Analysis of variance (ANOVA)
Analysis of variance (ANOVA) is a procedure for constructing statistical tests by partitioning the total variance into different sources. ANOVA model consists in a separation of a complex variance term into its components . We create a fixed effect model with interaction terms to evaluate the main effects of the potential sources of variance. To confirm the loess normalization we performed ANOVA among data before and after the normalization process. The ANOVA model is:
logR(g, d, s) = μ+G(g)+D(d)+S(s)+GD(gd)+ ε(g, d, s)
where log R(gds) is the measured log ratio for spike g, concentration d, and array position s; μ is the average log ratio over the whole array, G(g) is main effect for spike characteristics, D(d) is the main effect for the spike RNA amount (concentration), S(s) is main effect for position on the array, GD(gd) is a term accounting for effects of the interaction between the spike characteristics and the concentration and ε(g, d, s) is stochastic error. The error is assumed to be independent and of zero mean. To satisfy these assumptions, the homogeneity of the variances was visually inspected by residual graphic analysis. Statistical analysis was performed with SPSS 13.0 (SSPS Inc., Chicago, IL).

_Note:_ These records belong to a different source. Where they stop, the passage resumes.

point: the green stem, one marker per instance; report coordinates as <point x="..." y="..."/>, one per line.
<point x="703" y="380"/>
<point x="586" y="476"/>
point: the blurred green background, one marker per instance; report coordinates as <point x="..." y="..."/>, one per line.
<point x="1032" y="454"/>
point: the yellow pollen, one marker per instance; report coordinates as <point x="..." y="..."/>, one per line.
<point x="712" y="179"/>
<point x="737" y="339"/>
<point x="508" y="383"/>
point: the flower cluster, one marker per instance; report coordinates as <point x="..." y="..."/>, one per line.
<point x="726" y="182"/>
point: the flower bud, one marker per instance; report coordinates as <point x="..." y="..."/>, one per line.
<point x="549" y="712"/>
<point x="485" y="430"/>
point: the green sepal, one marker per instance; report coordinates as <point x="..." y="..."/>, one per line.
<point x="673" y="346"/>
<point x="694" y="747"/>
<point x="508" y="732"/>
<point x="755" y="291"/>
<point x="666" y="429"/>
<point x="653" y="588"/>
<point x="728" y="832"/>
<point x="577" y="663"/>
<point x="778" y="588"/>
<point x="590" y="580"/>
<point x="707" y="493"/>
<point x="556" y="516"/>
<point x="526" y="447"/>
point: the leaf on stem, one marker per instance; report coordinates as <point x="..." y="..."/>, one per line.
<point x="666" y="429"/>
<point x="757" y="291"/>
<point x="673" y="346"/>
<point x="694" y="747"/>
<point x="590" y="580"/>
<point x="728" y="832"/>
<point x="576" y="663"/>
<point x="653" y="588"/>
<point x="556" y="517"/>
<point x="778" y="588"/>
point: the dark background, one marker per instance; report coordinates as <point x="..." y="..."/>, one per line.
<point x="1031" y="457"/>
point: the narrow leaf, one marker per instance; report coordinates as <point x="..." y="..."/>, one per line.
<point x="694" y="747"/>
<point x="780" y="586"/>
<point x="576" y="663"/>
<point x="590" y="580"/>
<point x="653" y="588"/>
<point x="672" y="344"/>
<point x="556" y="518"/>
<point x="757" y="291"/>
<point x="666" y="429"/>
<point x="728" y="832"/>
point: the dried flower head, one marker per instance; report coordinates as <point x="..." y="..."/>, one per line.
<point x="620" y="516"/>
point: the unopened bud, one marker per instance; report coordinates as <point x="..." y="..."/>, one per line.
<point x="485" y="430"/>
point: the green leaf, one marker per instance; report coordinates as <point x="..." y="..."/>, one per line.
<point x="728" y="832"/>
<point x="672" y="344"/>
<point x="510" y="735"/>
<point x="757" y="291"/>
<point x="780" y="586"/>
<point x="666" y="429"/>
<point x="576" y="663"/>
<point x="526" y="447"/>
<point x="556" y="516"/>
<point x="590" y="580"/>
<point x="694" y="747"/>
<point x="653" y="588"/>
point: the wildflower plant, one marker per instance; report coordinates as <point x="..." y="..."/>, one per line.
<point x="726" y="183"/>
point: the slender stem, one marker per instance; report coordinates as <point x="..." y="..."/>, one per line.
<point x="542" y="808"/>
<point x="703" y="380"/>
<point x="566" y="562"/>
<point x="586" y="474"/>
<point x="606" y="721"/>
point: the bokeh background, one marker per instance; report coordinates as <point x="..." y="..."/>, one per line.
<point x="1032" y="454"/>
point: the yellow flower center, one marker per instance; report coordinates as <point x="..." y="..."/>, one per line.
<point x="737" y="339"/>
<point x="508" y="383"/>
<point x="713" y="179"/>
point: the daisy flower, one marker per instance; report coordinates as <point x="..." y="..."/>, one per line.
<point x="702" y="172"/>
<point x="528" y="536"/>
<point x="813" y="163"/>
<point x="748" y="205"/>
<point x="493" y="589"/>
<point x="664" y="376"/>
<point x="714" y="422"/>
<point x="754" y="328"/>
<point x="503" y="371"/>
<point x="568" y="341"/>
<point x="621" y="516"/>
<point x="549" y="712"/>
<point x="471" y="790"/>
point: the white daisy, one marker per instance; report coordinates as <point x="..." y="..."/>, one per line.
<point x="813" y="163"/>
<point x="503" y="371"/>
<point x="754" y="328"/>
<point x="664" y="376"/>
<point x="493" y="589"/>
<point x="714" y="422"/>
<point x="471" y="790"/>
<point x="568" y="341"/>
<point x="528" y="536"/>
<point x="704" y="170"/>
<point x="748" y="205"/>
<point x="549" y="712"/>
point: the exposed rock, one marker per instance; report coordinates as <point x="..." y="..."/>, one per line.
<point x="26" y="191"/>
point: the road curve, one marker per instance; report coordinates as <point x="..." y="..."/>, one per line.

System specificity and sensitivity in detecting differential gene expression were evaluated using receiver operating characteristic (ROC) curves . A ROC curve shows the relationship between the proportion of true positive (Sensitivity) and false positive (1-Specificity) classifications resulting from each possible decision threshold value in a two-class classification task . The area under the curve is a measure of test accuracy , and when applied to a gene expression profile, it provides an estimate of the probability that a gene is up- or down-regulated in a given group. The spike RNAs were added to the hybridization mixture of the arrays at pre-determined specific concentrations ranging from 500 to 1500 pg. Test sensitivity was calculated as the number of regulated genes correctly classified by the test divided by the number of regulated genes. False-positive rate is defined as the number of false positives genes from the group of non-regulated genes divided by the total number of non-regulated genes. Statistical analysis was performed with STATA 8.0 (StataCorp LP, College Station, TX).
Description of experiments
All microarray raw data were provided as additional files. We performed three types of microarray experiments. (i) In dilution experiments all the spike RNAs were added in the same quantity in both channels. We set up four different dilutions: 10 pg (additional file 1), 250 pg, 750 pg additional file 2) and 1000 pg (additional file 3). The experiment at 250 pg was performed in quadruplicate (additional file 4, 5, 6, 7). Data from these dilution experiments were used for Figure 1, Figure 2, Figure 3, Figure 4, Figure 7, Figure 8, Table 2, Table 3, Table 4 and Table 5. (ii) In range experiments two different mixtures were set up to cover a wide range of signal intensity. Every spike RNA was added in the same quantity in both channels to get a final ratio of 1, but in the same mixture the spikes were present at increasing concentrations. Mix 1 contains spikes at 5 pg, 10 pg, 50 pg, 100 pg, 500 pg and 1000 pg (additional file 8). Mix 2 contains spikes at 250 pg, 500 pg, 1000 pg, 1500 pg, 3000 pg and 5000 pg (additional file 9). Data from range experiments were used for data in Figure 5. (iii) ROC experiments were planned to compare expected with measured signal ratios. The spike RNAs were added in defined quantity to obtain ratios of 1 (500/500 pg), 1.5 (750/500 pg), 2 (1000/500 pg) and 3 (1500/500 pg) (additional file 10). Dye swap was performed to get reverse ratios (additional file 11). Data from ROC experiments were used in Figure 6.